There are literally no shortages of amazing restaurants within the walled city. Every meal we had was above and beyond our expectations and super affordable! Our favorite restaurants were Celele for dinner and Epoca for brunch and coffee. 

  • Celele Caribbean Fusion, unique culinary experience, THE BEST MEAL WE HAD. Reservations required ahead of time! Make sure you book at least a week ahead.
  • Epoca Espresso Bar The best brunch and unique coffees, teas and cocktails. This place is usually busy and you may have to wait to be seated. Ask to sit upstairs, it’s bigger and nicer.
  • Alma Restaurant Romantic fine dining. Reservations required ahead of time!
  • El Burlador Contemporary cuisine with Spanish influence, live musicians, DJ & good atmosphere
  • La Cevicheria , El Boliche , El Kilo For Ceviche (we didn’t have time to visit)
  • La Brioche For brunch
Drink Lots of Coffee
Watch the Sunset on a Rooftop
  • Cafe Del Mar Popular tourist spot located right on the wall of The Walled City, facing the ocean.
  • Townhouse Rooftop Trendy, Cocktails, Late Night, Lunch, Dinner
  • Hotel Charleston Santa Teres Has a rooftop pool & bar, but you have to be a guest or have reservations to the restaurant to enter.
Go Dancing / Cocktails
  • La Movida Best known as a nightclub / bar but also serves tapas.
  • Cafe Havana Very lively and great for salsa.
  • Mirador Rooftop Great view of the yellow clocktower.
  • Alquimico Bar with a rooftop, serving inventive cocktails, sandwiches, seafood & meat plates. (We wanted to go here, but there was a line to get in already at 8pm)
  • Donde Fidel salsa club.
  • La Jugada A little pricer from what I read and may need reservations to get to rooftop.

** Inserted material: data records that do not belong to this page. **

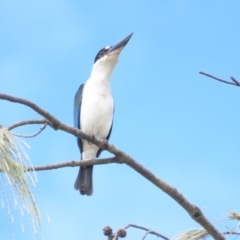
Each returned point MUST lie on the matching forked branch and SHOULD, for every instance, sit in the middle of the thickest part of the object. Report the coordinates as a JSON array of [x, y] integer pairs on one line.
[[122, 157]]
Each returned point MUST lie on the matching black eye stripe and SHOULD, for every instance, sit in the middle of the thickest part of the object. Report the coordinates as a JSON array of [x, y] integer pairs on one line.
[[101, 53]]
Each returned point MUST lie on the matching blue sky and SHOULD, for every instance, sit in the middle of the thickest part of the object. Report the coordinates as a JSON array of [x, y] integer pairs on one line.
[[181, 125]]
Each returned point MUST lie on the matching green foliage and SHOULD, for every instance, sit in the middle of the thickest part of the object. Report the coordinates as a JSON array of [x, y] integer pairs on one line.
[[16, 180]]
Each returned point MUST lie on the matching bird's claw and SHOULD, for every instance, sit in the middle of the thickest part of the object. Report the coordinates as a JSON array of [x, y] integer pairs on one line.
[[91, 139], [105, 145]]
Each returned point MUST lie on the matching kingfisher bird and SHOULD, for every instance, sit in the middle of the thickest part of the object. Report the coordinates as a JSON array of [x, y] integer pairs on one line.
[[94, 109]]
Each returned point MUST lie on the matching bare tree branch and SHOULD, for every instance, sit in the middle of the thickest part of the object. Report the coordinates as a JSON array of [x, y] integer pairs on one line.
[[235, 82], [32, 135], [122, 157], [27, 122], [148, 231]]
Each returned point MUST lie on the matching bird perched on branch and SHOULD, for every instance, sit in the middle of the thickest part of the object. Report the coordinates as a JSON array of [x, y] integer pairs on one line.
[[93, 110]]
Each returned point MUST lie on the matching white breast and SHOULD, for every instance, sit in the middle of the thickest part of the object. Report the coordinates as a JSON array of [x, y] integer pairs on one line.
[[96, 114]]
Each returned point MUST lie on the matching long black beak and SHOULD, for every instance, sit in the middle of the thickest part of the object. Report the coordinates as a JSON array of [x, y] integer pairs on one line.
[[119, 46]]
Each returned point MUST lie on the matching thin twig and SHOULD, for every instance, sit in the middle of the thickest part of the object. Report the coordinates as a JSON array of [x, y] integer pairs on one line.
[[231, 233], [74, 164], [149, 231], [193, 210], [32, 135], [235, 82], [27, 122]]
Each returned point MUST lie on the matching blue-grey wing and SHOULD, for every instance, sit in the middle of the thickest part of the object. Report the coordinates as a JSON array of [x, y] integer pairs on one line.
[[108, 136], [77, 112]]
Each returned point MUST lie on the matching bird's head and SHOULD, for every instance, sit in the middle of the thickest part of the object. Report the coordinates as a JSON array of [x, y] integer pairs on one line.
[[106, 59]]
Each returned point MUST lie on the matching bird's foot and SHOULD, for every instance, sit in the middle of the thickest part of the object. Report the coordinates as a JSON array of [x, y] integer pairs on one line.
[[105, 145], [91, 139]]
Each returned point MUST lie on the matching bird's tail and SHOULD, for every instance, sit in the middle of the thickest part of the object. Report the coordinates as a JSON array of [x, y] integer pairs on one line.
[[84, 181]]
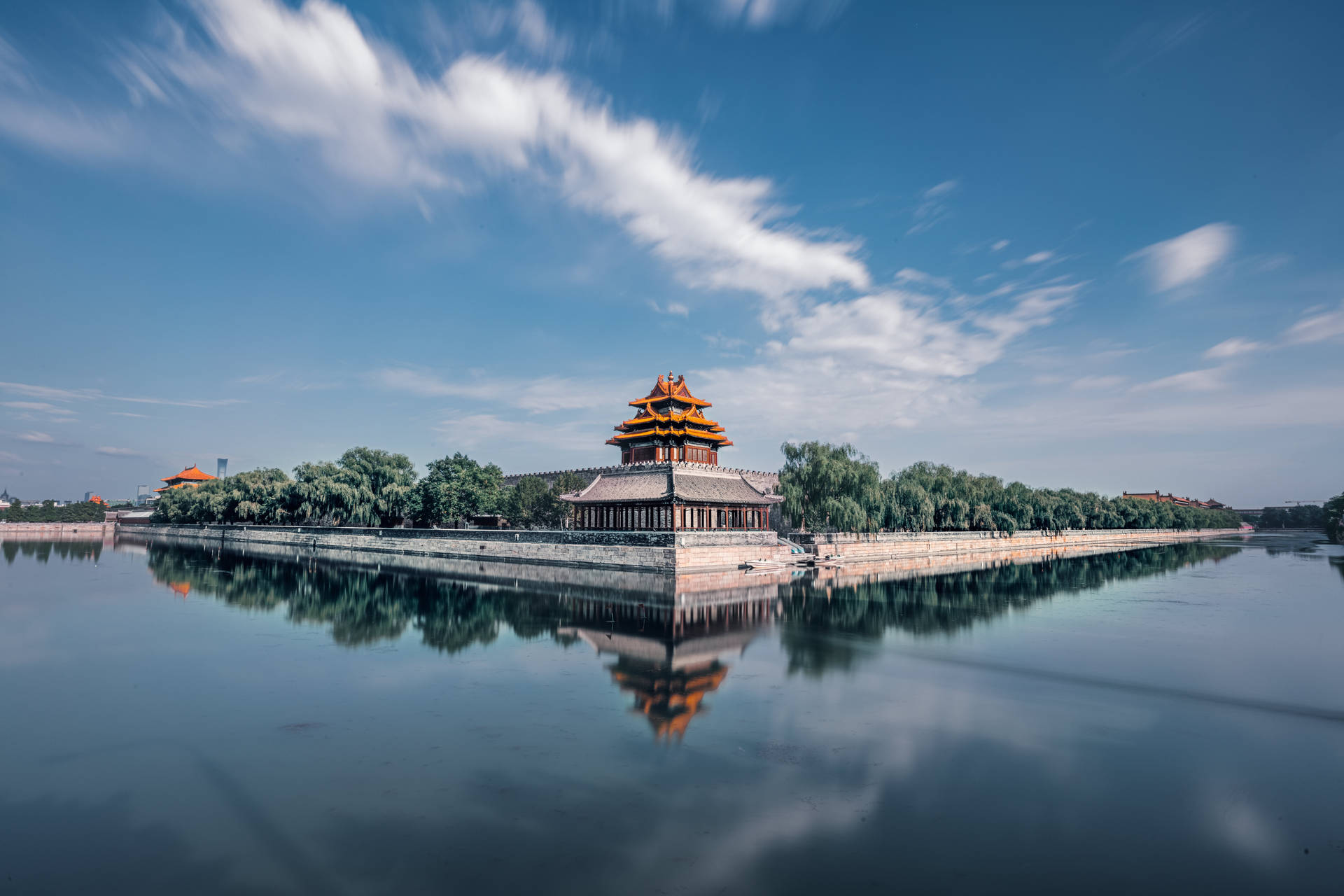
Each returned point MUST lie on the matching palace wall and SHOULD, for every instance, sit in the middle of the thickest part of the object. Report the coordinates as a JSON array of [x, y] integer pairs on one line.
[[652, 551], [883, 546], [659, 552]]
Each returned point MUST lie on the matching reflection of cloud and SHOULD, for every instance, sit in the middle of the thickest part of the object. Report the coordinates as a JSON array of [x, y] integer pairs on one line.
[[1245, 828]]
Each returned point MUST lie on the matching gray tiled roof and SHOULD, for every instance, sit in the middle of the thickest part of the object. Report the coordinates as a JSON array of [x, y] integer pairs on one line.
[[683, 482]]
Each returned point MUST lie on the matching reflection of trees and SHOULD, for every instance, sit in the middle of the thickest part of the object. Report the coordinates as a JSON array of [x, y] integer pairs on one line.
[[824, 626], [43, 550], [362, 606], [830, 626]]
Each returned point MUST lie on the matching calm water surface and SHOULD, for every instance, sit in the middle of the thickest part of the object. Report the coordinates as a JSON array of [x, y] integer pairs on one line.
[[1160, 720]]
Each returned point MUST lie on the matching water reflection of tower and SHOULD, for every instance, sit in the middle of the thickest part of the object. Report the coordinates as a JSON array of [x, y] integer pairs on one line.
[[668, 659]]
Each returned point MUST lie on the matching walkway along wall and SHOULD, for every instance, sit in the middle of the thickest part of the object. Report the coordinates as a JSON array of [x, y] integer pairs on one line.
[[895, 546], [652, 551], [656, 551]]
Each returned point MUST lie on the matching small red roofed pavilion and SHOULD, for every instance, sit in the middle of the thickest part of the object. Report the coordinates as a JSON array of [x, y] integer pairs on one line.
[[191, 477]]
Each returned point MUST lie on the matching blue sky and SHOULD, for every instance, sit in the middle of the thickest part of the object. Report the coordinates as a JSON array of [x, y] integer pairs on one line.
[[1070, 244]]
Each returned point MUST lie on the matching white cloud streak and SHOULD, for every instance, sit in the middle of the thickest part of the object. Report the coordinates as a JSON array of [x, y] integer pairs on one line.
[[534, 396], [1316, 328], [311, 76], [97, 396], [1231, 348], [1187, 258]]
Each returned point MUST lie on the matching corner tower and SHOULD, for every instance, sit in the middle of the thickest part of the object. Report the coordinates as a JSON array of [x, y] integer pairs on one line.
[[670, 425]]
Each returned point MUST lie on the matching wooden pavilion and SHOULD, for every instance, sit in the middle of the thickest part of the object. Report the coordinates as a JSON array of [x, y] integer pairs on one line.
[[188, 479], [670, 479]]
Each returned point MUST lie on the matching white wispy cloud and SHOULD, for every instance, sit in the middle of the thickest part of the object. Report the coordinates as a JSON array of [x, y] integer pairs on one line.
[[766, 14], [886, 360], [312, 77], [671, 308], [33, 406], [1231, 348], [1098, 383], [933, 206], [97, 396], [1187, 258], [1316, 328], [537, 394], [1202, 381]]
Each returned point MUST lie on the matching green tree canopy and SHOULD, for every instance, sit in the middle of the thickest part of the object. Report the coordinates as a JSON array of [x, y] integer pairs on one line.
[[830, 486], [1334, 514], [457, 488]]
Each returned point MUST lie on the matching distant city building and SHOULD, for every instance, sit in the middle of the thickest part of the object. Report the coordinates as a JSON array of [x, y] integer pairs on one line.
[[1170, 498], [188, 479]]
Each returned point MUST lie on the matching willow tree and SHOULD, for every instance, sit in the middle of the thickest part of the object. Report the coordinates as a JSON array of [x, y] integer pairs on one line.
[[834, 486], [457, 488]]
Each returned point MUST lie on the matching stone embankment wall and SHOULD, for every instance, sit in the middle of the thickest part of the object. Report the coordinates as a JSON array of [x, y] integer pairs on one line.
[[883, 546], [58, 531], [654, 551]]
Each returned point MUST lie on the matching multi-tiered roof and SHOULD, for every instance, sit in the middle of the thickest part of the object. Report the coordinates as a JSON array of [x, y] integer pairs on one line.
[[670, 426], [191, 477]]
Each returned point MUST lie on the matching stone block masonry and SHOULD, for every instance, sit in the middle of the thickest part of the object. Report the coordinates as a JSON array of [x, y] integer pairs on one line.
[[894, 546], [652, 551]]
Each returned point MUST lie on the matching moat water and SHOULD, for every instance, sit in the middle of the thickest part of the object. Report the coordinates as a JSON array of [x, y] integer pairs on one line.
[[175, 720]]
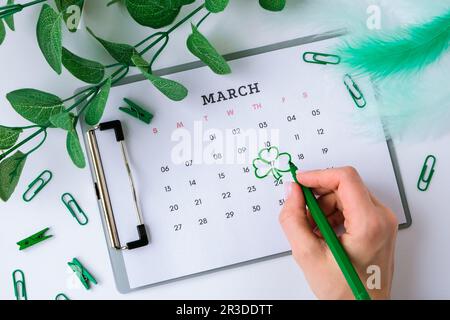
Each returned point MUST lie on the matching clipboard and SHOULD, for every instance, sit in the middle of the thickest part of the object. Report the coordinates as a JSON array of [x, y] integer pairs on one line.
[[119, 252]]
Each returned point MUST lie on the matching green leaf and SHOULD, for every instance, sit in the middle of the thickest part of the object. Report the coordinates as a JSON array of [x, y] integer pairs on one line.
[[2, 31], [10, 171], [8, 137], [171, 89], [120, 52], [154, 13], [71, 11], [97, 105], [64, 120], [216, 6], [273, 5], [10, 19], [74, 149], [83, 69], [199, 46], [34, 105], [50, 37]]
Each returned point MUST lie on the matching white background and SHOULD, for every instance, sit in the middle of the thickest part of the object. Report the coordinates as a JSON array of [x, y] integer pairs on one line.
[[422, 260]]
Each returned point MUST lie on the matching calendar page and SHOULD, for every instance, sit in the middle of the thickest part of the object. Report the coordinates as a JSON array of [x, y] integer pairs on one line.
[[202, 204]]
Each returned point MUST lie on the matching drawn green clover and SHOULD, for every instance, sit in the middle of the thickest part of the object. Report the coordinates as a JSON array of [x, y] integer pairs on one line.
[[271, 161]]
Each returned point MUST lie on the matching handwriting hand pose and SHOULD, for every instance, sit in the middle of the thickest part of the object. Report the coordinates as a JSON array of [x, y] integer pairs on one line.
[[369, 236]]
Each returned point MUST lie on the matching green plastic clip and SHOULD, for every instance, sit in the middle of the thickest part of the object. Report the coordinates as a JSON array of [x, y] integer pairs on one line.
[[427, 173], [20, 289], [355, 92], [61, 296], [321, 58], [37, 185], [85, 277], [34, 239], [136, 111], [74, 209]]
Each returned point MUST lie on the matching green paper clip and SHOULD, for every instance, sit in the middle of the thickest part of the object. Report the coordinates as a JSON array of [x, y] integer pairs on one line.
[[355, 92], [20, 289], [321, 58], [34, 239], [85, 277], [74, 209], [40, 182], [425, 179], [61, 296], [136, 111]]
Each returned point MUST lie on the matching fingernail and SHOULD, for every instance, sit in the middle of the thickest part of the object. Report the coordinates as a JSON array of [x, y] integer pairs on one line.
[[287, 189]]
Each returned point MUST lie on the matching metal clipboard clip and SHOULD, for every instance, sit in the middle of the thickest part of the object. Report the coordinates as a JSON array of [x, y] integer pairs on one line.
[[102, 188]]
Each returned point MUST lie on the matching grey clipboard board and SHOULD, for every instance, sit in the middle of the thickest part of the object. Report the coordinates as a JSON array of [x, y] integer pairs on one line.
[[116, 256]]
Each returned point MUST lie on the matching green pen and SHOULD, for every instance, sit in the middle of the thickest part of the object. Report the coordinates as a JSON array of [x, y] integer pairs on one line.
[[342, 259]]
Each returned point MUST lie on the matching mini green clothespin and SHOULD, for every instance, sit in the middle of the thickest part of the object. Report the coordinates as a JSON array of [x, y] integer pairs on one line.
[[85, 277], [136, 111], [355, 92], [61, 296], [321, 58], [425, 179], [34, 239], [40, 182], [74, 209], [20, 289]]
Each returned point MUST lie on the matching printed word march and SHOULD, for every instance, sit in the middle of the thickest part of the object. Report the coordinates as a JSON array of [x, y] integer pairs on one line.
[[230, 94]]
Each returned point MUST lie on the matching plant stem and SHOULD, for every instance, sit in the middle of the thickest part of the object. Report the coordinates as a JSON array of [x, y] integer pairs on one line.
[[32, 3], [17, 146], [39, 145], [174, 27], [203, 19]]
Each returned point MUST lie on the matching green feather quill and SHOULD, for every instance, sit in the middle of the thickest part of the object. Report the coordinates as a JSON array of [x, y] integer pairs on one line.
[[408, 50]]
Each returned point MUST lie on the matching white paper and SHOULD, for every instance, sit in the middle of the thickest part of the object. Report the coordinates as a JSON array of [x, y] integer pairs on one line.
[[289, 87]]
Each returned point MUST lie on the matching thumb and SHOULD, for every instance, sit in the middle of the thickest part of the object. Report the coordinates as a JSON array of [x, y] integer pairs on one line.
[[293, 219]]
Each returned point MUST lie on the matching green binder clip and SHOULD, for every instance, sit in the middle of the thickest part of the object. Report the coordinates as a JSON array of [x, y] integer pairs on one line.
[[34, 239], [74, 209], [61, 296], [85, 277], [37, 185], [355, 92], [321, 58], [427, 173], [136, 111], [20, 289]]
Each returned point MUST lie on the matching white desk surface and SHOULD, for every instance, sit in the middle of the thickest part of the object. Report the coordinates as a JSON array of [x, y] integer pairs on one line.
[[422, 259]]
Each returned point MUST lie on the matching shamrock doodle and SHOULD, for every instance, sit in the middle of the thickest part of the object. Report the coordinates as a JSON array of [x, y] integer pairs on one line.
[[271, 161]]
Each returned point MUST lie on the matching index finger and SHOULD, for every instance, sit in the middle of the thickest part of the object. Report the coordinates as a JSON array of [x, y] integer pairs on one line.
[[345, 182]]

Take Pictures (Instagrammable Spots)
  • Carrera 8 Between Calle 38 & 39 was my favorite street to shoot on. So many beautiful colors, flags, flowers and Palenqueras.
  • Gentesami You’ll find 2 umbrella streets (Callejón Angosto and Calle de la Magdalena) as well as lots of colorful wall murals. This area is more residential so just be mindful.
  • Ábaco Libros Y Café A cute little book store with a cafe.
  • Teatro Heredia A beautiful historic theater.
Go Door Knocker (Aldabas) Hunting

There are so many beautiful doors / door knockers within the walled city. History time: These door knockers or Aldabas (as they call it) were a display of status in medieval times. The size, intricacy, material, and symbol represented an owner’s wealth and position in Cartagena’s social hierarchy. Some examples: a lizard represented royalty, a lion lion meant military, and a fish or mermaid meant sea merchants.

Misc. but Important Info.
  • Something I didn’t really see mentioned about The Walled City is how pushy some of the street vendors can be. These were probably one of the most aggressive and annoying vendors I’ve ever encountered on vacation. One guy followed us for an entire block rapping (aka asking for money). My advice is to just ignore them or immediately say no and move on.
  • Is it safe? Colombia has a bad rep of safety, but it’s actually pretty safe and full of tourists. The only thing that made me feel uncomfortable were the pushy vendors as I stated before. Just be smart and aware! 
  • Brush up on your Spanish, not everyone speaks English! Google translate helped me a lot.
  • How many days do you need in The Walled City? Honestly, you can see it in about 2 days, but you can also span it out to 5 days if you really want to visit a lot of restaurants, shops and fit in a few island day trips.
  • You’ll need to exchange your money to Colombian Pesos. You can do this at the airport (a better rate if you use cash). You can get an even better rate if you exchange ahead of time at your local bank.
  • You won’t need a power converter if you’re coming from the US. They use the same outlets as us.
  • Best time to visit is December – April, being the driest months.
  • It’s HOT, like 90 degrees F everyday, so pack accordingly.
  • You currently need to be fully vaccinated to enter, but no test is required. Always double check here for the most up-to-date requirements since they are always changing.